Because WordPress is open source (free), it is more vulnerable to being hacked. Hackers are less interested in taking your site down than they are in using your server to send spam emails without being detected. Your first line of defense is a secure username & password.
WordPress websites are attacked every day by hackbots trying to guess usernames and passwords. Because WordPress is open source, they know exactly how to log in. These automated hackers can make hundreds of guesses per second.
For a very long time, the default username when WordPress was installed was “admin”. That’s the very first username that hackbots will try on your site. It’s vitally important that if you have a username “admin” that you get rid of it as soon as possible. Create a new username with administrator level privileges, log out, login with the new username, and delete the “admin” user.
Your password should never be – or even contain – your domain name or username. Those are too easy to guess.
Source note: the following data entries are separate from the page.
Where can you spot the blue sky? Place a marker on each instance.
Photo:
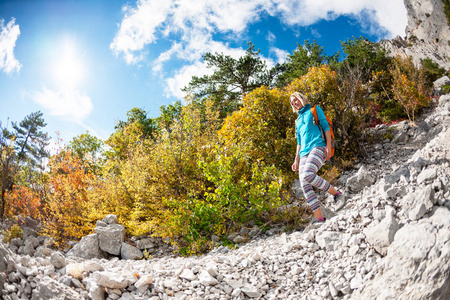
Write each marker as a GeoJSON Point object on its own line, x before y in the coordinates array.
{"type": "Point", "coordinates": [85, 63]}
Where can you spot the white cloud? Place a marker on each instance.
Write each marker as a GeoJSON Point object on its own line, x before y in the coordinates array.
{"type": "Point", "coordinates": [8, 37]}
{"type": "Point", "coordinates": [182, 78]}
{"type": "Point", "coordinates": [387, 14]}
{"type": "Point", "coordinates": [138, 28]}
{"type": "Point", "coordinates": [280, 54]}
{"type": "Point", "coordinates": [71, 104]}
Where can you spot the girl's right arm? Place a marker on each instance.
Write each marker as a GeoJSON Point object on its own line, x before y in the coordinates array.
{"type": "Point", "coordinates": [297, 159]}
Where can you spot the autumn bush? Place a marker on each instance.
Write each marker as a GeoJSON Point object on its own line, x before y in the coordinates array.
{"type": "Point", "coordinates": [67, 211]}
{"type": "Point", "coordinates": [409, 86]}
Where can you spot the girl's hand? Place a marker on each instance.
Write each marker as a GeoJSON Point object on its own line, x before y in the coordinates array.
{"type": "Point", "coordinates": [295, 165]}
{"type": "Point", "coordinates": [327, 152]}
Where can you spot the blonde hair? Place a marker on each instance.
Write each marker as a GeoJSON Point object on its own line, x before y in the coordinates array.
{"type": "Point", "coordinates": [300, 97]}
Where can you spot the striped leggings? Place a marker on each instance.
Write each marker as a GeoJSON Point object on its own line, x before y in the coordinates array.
{"type": "Point", "coordinates": [308, 167]}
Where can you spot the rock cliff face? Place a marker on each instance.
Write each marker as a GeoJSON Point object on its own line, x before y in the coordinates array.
{"type": "Point", "coordinates": [427, 33]}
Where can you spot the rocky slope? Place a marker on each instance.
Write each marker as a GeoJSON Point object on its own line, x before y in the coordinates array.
{"type": "Point", "coordinates": [427, 33]}
{"type": "Point", "coordinates": [392, 241]}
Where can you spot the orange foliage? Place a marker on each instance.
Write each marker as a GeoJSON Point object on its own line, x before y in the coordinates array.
{"type": "Point", "coordinates": [22, 201]}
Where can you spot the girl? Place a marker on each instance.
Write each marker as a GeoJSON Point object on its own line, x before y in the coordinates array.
{"type": "Point", "coordinates": [312, 152]}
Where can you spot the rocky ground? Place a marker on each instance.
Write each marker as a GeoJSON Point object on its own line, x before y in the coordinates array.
{"type": "Point", "coordinates": [391, 241]}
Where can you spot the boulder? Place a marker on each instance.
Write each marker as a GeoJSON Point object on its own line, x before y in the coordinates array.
{"type": "Point", "coordinates": [112, 280]}
{"type": "Point", "coordinates": [381, 235]}
{"type": "Point", "coordinates": [417, 262]}
{"type": "Point", "coordinates": [49, 289]}
{"type": "Point", "coordinates": [87, 248]}
{"type": "Point", "coordinates": [329, 240]}
{"type": "Point", "coordinates": [58, 260]}
{"type": "Point", "coordinates": [110, 238]}
{"type": "Point", "coordinates": [144, 244]}
{"type": "Point", "coordinates": [361, 179]}
{"type": "Point", "coordinates": [129, 252]}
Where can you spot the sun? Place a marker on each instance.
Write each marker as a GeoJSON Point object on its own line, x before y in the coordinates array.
{"type": "Point", "coordinates": [68, 68]}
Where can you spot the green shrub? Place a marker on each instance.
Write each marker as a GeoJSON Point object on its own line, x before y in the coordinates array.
{"type": "Point", "coordinates": [13, 233]}
{"type": "Point", "coordinates": [447, 10]}
{"type": "Point", "coordinates": [446, 89]}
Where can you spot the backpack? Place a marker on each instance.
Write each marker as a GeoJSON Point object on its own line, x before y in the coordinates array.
{"type": "Point", "coordinates": [330, 124]}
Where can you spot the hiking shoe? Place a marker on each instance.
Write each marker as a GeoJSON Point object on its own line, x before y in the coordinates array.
{"type": "Point", "coordinates": [339, 201]}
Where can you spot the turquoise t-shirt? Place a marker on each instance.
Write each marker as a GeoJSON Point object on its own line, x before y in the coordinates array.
{"type": "Point", "coordinates": [308, 133]}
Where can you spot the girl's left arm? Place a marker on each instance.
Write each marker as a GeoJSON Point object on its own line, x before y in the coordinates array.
{"type": "Point", "coordinates": [328, 148]}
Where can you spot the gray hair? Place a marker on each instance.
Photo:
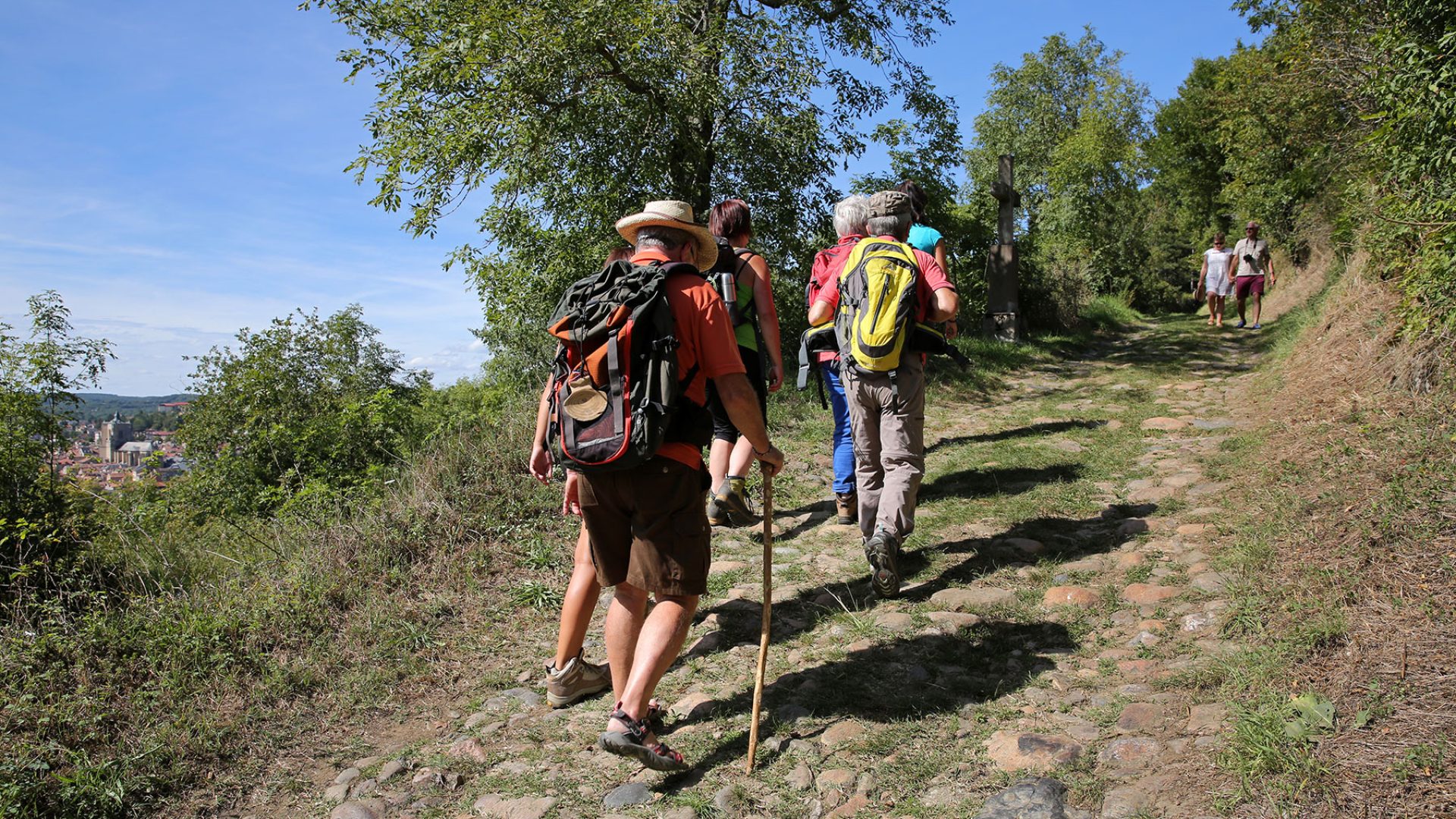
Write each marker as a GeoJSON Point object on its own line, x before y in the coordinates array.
{"type": "Point", "coordinates": [661, 237]}
{"type": "Point", "coordinates": [849, 216]}
{"type": "Point", "coordinates": [897, 224]}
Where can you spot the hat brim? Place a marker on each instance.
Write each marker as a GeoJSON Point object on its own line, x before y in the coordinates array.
{"type": "Point", "coordinates": [705, 248]}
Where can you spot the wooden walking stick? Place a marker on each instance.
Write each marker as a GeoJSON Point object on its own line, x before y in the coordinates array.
{"type": "Point", "coordinates": [767, 613]}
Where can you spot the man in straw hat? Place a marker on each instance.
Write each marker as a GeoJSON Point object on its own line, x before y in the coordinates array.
{"type": "Point", "coordinates": [887, 416]}
{"type": "Point", "coordinates": [648, 525]}
{"type": "Point", "coordinates": [1254, 262]}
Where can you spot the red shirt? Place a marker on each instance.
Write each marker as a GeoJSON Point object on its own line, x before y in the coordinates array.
{"type": "Point", "coordinates": [929, 280]}
{"type": "Point", "coordinates": [829, 264]}
{"type": "Point", "coordinates": [707, 340]}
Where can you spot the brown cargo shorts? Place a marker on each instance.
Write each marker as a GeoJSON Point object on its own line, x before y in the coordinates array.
{"type": "Point", "coordinates": [648, 526]}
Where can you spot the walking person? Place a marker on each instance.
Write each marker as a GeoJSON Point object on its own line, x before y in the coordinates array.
{"type": "Point", "coordinates": [829, 264]}
{"type": "Point", "coordinates": [1216, 279]}
{"type": "Point", "coordinates": [756, 333]}
{"type": "Point", "coordinates": [647, 523]}
{"type": "Point", "coordinates": [925, 238]}
{"type": "Point", "coordinates": [886, 409]}
{"type": "Point", "coordinates": [1254, 260]}
{"type": "Point", "coordinates": [570, 676]}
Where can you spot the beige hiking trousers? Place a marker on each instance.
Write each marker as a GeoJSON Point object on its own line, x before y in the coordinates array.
{"type": "Point", "coordinates": [889, 445]}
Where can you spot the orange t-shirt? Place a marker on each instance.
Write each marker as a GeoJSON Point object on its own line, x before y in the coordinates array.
{"type": "Point", "coordinates": [705, 337]}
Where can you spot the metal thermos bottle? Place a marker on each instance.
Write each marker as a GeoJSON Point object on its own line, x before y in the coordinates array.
{"type": "Point", "coordinates": [728, 289]}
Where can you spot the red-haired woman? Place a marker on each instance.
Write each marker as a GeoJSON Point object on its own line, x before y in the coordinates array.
{"type": "Point", "coordinates": [731, 455]}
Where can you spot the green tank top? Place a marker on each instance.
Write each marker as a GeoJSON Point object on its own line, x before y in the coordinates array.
{"type": "Point", "coordinates": [745, 331]}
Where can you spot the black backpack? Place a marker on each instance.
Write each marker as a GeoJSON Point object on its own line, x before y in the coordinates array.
{"type": "Point", "coordinates": [617, 394]}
A secure password contains lower and upper case letters, numerals, and symbols, and is at least 8 characters long – the longer the better.
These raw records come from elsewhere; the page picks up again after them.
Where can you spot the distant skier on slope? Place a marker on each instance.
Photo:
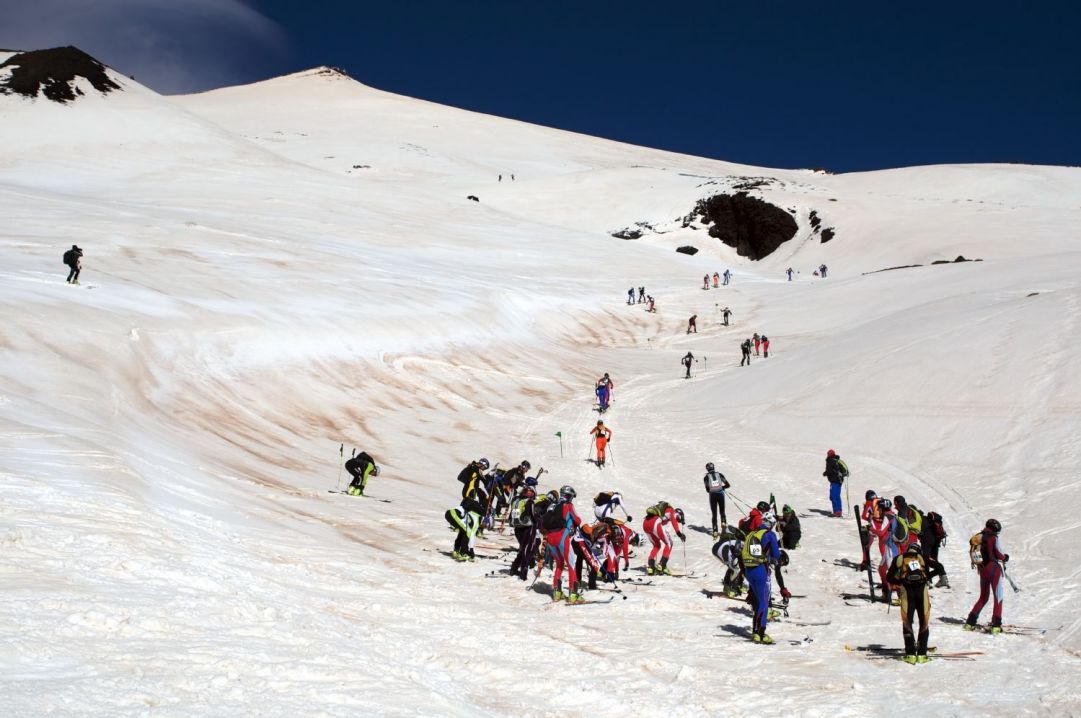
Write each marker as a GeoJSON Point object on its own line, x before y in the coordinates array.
{"type": "Point", "coordinates": [988, 557]}
{"type": "Point", "coordinates": [745, 347]}
{"type": "Point", "coordinates": [658, 518]}
{"type": "Point", "coordinates": [909, 573]}
{"type": "Point", "coordinates": [836, 471]}
{"type": "Point", "coordinates": [686, 361]}
{"type": "Point", "coordinates": [790, 531]}
{"type": "Point", "coordinates": [74, 261]}
{"type": "Point", "coordinates": [560, 521]}
{"type": "Point", "coordinates": [601, 437]}
{"type": "Point", "coordinates": [606, 502]}
{"type": "Point", "coordinates": [716, 484]}
{"type": "Point", "coordinates": [360, 468]}
{"type": "Point", "coordinates": [601, 393]}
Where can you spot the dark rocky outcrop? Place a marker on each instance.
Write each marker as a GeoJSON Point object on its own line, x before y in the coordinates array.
{"type": "Point", "coordinates": [52, 72]}
{"type": "Point", "coordinates": [755, 228]}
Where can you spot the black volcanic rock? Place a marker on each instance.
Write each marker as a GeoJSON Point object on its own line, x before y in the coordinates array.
{"type": "Point", "coordinates": [52, 72]}
{"type": "Point", "coordinates": [755, 228]}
While most people try to use a word or phrase that they can remember, you can create more complex passwords (even strings of random characters) – and have more help in creating and remembering them – by using a password manager in your browser. Three that offer their base level for free are: KeePass, Passpack or LastPass. Others with a paid level are: OnePassword, RoboForm. (Personally, I use LastPass, and pay the $12 a year so that I get access on my mobile device.)